Presented By O'Reilly and Cloudera
Make Data Work
31 May–1 June 2016: Training
1 June–3 June 2016: Conference
London, UK

Protecting individual privacy in a data-driven world

Jason McFall (Privitar)
14:55–15:35 Thursday, 2/06/2016
Law, ethics, governance
Location: Capital Suite 17 Level: Non-technical
Average rating: ****.
(4.46, 13 ratings)

As data practitioners, we come to Strata because we are excited by the opportunities to unlock the value in data. But as individuals, we are each sensitive to how our own data is used, and we want our privacy to be respected. We expect organizations to keep our data secure, but we also expect them to use our data ethically and not exploit or leak our private data. Many citizens are simply unaware of the degree to which their trails of data can reveal highly private information. Meanwhile, organizations are not doing enough to preserve privacy; they need to find privacy-preserving ways to analyze and operationalize data.

Organizations may be open to far greater liability due to possible customer reidentification than they realize. Jason McFall surveys the risks around private data and discusses some examples of privacy breaches where well-meaning and responsible organizations inadvertently violated privacy because they didn’t understand the threats they faced—including linkage attacks, where connecting data to a public dataset can reveal privacy; network graph matching: identifying segments of a graph (such as a social graph) and then walking the graph; and the risks of aggregate data, where often a single data point seems innocuous in isolation but in aggregate can reveal very private information—in real-world examples such as mining social network comments, likes, and friend graphs; connecting location information to learn patterns about where a person lives, works, and travels; or exploiting Internet of Things data.
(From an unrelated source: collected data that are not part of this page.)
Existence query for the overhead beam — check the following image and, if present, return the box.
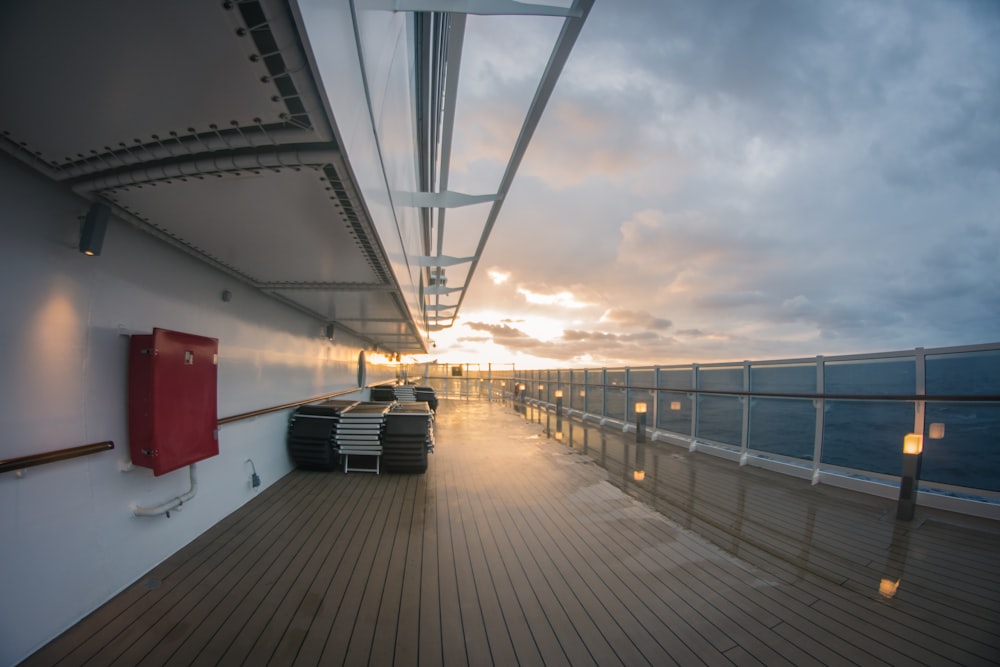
[260,282,396,291]
[417,255,475,267]
[410,190,500,208]
[449,0,594,322]
[424,284,462,294]
[368,0,583,17]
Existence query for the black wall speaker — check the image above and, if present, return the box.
[79,202,110,256]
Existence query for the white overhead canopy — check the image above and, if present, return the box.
[0,0,591,352]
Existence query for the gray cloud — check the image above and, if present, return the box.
[600,308,672,330]
[437,0,1000,367]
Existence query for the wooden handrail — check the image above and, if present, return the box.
[217,387,362,425]
[2,387,368,473]
[0,441,114,474]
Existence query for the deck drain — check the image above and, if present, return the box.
[144,578,161,590]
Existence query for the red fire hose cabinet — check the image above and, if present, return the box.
[129,328,219,476]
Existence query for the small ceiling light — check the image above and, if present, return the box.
[79,202,110,256]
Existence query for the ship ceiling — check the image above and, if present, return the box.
[0,0,593,355]
[0,0,422,353]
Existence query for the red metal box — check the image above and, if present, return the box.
[129,328,219,476]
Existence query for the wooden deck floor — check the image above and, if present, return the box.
[25,400,1000,666]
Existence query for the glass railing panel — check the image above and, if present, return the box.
[659,368,693,390]
[585,386,603,415]
[656,391,691,435]
[630,368,655,388]
[628,368,655,421]
[750,363,815,394]
[922,402,1000,492]
[606,386,627,422]
[606,369,626,389]
[825,357,915,395]
[748,397,815,461]
[699,366,743,392]
[606,369,627,420]
[821,399,914,474]
[696,395,742,447]
[926,349,1000,395]
[585,369,603,415]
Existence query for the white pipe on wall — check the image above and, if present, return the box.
[133,464,197,517]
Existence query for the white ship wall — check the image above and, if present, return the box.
[0,154,395,665]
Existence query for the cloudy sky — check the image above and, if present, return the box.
[422,0,999,369]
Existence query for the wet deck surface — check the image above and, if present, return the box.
[26,399,1000,666]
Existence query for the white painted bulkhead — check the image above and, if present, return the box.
[0,154,395,665]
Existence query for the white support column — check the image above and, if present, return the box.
[812,355,825,485]
[411,191,501,208]
[740,361,751,466]
[689,364,699,452]
[417,255,475,267]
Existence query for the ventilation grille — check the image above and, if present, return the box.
[323,165,391,285]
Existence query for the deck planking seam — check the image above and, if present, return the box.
[477,455,645,666]
[367,474,420,667]
[503,455,721,666]
[340,474,413,666]
[26,472,317,666]
[447,460,525,666]
[467,458,599,666]
[148,472,361,665]
[230,472,376,665]
[288,474,398,665]
[160,471,363,666]
[461,463,576,666]
[314,473,409,665]
[618,455,1000,649]
[532,452,821,667]
[451,456,553,666]
[84,471,325,665]
[544,428,964,667]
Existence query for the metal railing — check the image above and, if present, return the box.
[408,344,1000,516]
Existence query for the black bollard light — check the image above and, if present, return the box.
[896,433,923,521]
[635,401,647,443]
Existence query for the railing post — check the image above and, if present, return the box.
[652,365,660,433]
[740,360,751,465]
[689,363,699,451]
[812,355,825,485]
[555,389,564,437]
[601,368,608,420]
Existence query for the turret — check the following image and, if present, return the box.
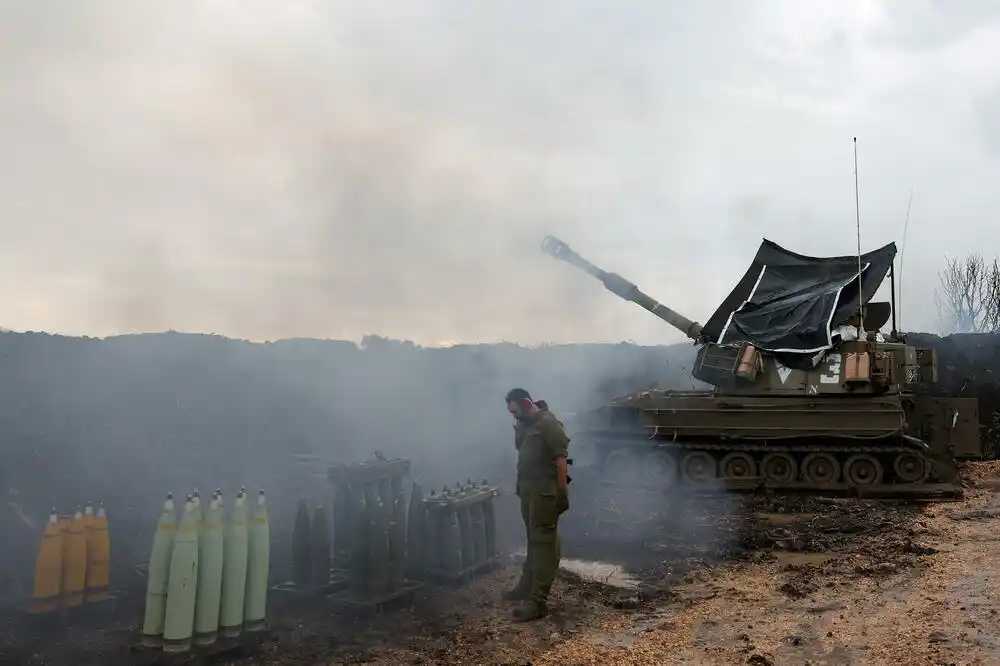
[541,236,703,341]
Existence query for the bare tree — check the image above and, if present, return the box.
[935,253,1000,333]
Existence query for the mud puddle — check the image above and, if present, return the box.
[757,512,817,525]
[512,549,640,589]
[768,550,834,567]
[560,558,640,589]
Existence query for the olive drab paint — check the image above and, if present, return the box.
[292,500,312,588]
[470,500,486,564]
[351,494,370,595]
[332,483,352,569]
[310,504,331,589]
[388,478,407,592]
[539,234,975,500]
[482,479,497,558]
[405,481,424,576]
[367,485,390,595]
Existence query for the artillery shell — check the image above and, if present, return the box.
[421,503,440,572]
[163,497,199,652]
[369,490,391,595]
[142,495,176,647]
[193,496,224,646]
[62,507,87,607]
[483,491,497,558]
[469,502,486,566]
[388,478,406,592]
[388,496,405,592]
[456,506,473,571]
[29,509,62,615]
[406,481,424,576]
[439,507,462,574]
[85,502,111,604]
[311,504,331,589]
[292,500,312,588]
[351,492,371,595]
[332,483,353,569]
[219,489,249,639]
[243,490,270,633]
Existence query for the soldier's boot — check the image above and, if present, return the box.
[502,578,532,601]
[503,542,534,601]
[513,528,557,622]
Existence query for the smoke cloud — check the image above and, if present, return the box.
[0,1,746,345]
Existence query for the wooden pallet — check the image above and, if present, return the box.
[271,568,351,596]
[130,628,271,665]
[416,556,503,587]
[326,580,423,615]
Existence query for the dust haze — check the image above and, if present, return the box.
[0,0,710,345]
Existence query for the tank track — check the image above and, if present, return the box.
[591,438,962,500]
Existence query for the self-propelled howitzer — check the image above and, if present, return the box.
[540,235,982,499]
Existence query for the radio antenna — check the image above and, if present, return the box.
[898,188,914,330]
[853,137,865,335]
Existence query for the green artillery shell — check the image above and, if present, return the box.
[405,481,424,576]
[332,483,352,569]
[482,488,497,558]
[215,490,226,525]
[469,501,486,566]
[311,504,331,589]
[243,490,270,632]
[141,494,176,647]
[456,505,473,571]
[292,500,312,588]
[193,496,225,646]
[388,476,406,590]
[162,497,200,653]
[369,489,391,595]
[219,490,249,638]
[191,490,203,525]
[351,493,371,595]
[440,507,462,574]
[421,502,440,572]
[388,495,406,592]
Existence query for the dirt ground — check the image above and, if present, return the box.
[9,464,1000,665]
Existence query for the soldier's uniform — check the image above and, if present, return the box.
[506,409,569,620]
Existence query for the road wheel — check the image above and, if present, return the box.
[720,452,757,479]
[893,451,929,483]
[680,451,718,483]
[844,454,884,486]
[761,452,797,484]
[642,451,678,487]
[801,453,841,484]
[603,448,641,483]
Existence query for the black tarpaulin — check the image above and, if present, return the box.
[701,239,897,354]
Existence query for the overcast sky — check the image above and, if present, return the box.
[1,1,999,345]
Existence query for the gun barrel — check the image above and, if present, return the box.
[540,236,703,340]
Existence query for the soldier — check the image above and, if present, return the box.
[502,388,569,622]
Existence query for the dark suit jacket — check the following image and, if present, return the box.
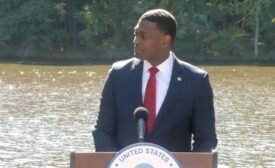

Jason outlines techniques that enable the safe and effective use of data while preserving privacy, including tokenization and masking, generalization and blurring of data (such as k-anonymity), controlled privacy-preserving querying of data (such as differential privacy), homomorphic encryption, and randomized responses for the IoT, and explores the strengths and weaknesses of these approaches, before listing some key lessons that individual citizens, organizations, and data scientists need to know about privacy.

Photo of Jason McFall

Jason McFall


Jason McFall is the CTO at Privitar, a London startup using machine learning and statistical techniques to open up data for safe secondary use, without violating individual privacy. Jason has a background in applying machine learning to marketing automation and customer analytics. Before that, he was an experimental physicist, working on particle physics collider experiments.